The model ultimately arrived at the accurate conclusions, but invested considerable time reasoning and generating tokens. Under standard pricing circumstances, this would present a drawback; however, considering the present situation, it can produce significantly more tokens than OpenAI o1 while remaining competitive.

Another evaluation to gauge the models’ reasoning capabilities involved playing “spies” to identify the culprits in a brief narrative. We selected a sample from the BIG-bench dataset on Github. (The complete story is accessible here and entails a school excursion to a secluded, snow-laden site, where students and educators encounter a sequence of bizarre disappearances, and the model must uncover who the stalker is.)

Both models deliberated for over one minute. Nevertheless, ChatGPT failed before unraveling the enigma:

However, DeepSeek provided the correct response after “contemplating” for 106 seconds. The reasoning process was accurate, and the model even managed to rectify its errors after arriving at incorrect (yet still sufficiently logical) deductions.

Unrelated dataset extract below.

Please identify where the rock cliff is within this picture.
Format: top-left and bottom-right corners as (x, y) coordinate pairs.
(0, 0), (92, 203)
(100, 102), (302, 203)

The availability of smaller iterations particularly amazed researchers. To put it in perspective, a 1.5B model is so compact that one could theoretically run it on a high-performance smartphone. Moreover, even a quantized version of Deepseek R1 that small could compete on equal footing with GPT-4o and Claude 3.5 Sonnet, according to Hugging Face’s data analyst Vaibhav Srivastav.

Just a week prior, UC Berkeley’s SkyNove unveiled Sky T1, a reasoning model also capable of competing against OpenAI o1 preview.

Those keen on executing the model locally can obtain it from Github or Hugging Face. Users have the option to download it, run it, eliminate censorship, or customize it for different fields of expertise through fine-tuning.

Alternatively, if you wish to test the model online, visit Hugging Chat or DeepSeek’s Web Portal, which serves as an excellent alternative to ChatGPT—especially since it’s free, open-source, and the sole AI chatbot interface with a model designed for reasoning aside from ChatGPT.